In a Monday interview, Jahanbani said there are people that, no matter what, can’t make it to a doctor’s office.

“All we do is try to eliminate these barriers from people and make genuine quality health care available to them. We’re able to pretty much do everything that we do at the office,” he said.

Jahanbani said that when the pandemic hit, the focus of the mobile units shifted to COVID testing and later vaccinations.

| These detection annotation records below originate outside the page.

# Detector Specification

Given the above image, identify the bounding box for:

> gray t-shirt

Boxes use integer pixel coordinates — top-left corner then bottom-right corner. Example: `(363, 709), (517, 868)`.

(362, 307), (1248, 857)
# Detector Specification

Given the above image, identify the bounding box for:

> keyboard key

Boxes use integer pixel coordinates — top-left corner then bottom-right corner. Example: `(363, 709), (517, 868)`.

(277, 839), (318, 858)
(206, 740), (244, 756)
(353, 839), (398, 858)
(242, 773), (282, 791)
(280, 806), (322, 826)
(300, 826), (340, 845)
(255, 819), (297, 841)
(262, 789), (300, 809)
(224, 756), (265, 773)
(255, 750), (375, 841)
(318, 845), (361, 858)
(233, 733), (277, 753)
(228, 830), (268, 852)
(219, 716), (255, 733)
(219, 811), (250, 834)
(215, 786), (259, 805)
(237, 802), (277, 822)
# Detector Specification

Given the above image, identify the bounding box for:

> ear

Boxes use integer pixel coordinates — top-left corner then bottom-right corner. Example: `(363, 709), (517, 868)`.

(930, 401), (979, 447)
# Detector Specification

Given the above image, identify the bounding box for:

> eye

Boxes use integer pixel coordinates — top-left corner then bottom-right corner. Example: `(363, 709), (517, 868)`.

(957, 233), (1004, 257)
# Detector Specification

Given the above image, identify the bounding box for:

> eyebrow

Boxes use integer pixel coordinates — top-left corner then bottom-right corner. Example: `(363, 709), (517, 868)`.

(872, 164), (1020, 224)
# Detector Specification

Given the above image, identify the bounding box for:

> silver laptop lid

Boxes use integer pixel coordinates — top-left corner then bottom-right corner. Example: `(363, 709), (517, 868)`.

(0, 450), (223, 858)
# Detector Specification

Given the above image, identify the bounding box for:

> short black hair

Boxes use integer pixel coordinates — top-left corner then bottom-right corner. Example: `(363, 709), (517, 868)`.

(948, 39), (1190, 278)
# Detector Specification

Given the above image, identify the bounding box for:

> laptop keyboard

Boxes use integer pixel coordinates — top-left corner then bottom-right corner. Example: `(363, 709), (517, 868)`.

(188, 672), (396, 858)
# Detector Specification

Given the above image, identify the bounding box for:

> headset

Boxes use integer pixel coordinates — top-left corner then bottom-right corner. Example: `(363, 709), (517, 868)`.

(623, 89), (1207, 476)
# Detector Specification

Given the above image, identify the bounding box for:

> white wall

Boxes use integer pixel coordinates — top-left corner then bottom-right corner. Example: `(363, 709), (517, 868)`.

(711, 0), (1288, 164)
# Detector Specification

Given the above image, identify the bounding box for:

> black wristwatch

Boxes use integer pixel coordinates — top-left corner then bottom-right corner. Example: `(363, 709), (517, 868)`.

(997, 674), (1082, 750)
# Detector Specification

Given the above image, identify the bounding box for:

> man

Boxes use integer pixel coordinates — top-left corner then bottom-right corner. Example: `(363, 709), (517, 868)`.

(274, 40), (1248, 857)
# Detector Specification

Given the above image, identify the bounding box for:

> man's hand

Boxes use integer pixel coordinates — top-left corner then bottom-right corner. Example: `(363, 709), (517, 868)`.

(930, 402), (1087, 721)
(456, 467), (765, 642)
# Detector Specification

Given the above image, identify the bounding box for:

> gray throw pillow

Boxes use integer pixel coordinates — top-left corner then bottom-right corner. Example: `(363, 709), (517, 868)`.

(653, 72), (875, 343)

He adds they are now waiting for the arrival of a new van they intend to use for street medicine and behavioral health.

In a Tuesday follow up interview, Jahanbani said with the weather they’ll be visiting emergency shelters testing people for COVID and offering medical help.

He also said teams will be headed to local parks and encampments Wednesday to provide people with medical attention and prescribe medicine if needed.

“We have some ponchos on hand to give out. We have some socks because believe it or not, that’s the number one item that people request,” Jahanbani said

He said while the current weather is not cold enough for hypothermia, homeless people are vulnerable to catching colds or the flu and don’t have the resources to take care of themselves.

“One of the bigger things that we see is their clothes get wet and if they have any prior wounds on their body their clothes get stuck to their wounds and they start bleeding and getting infections and then they’re more prone to having real problems,” Jahanbani said.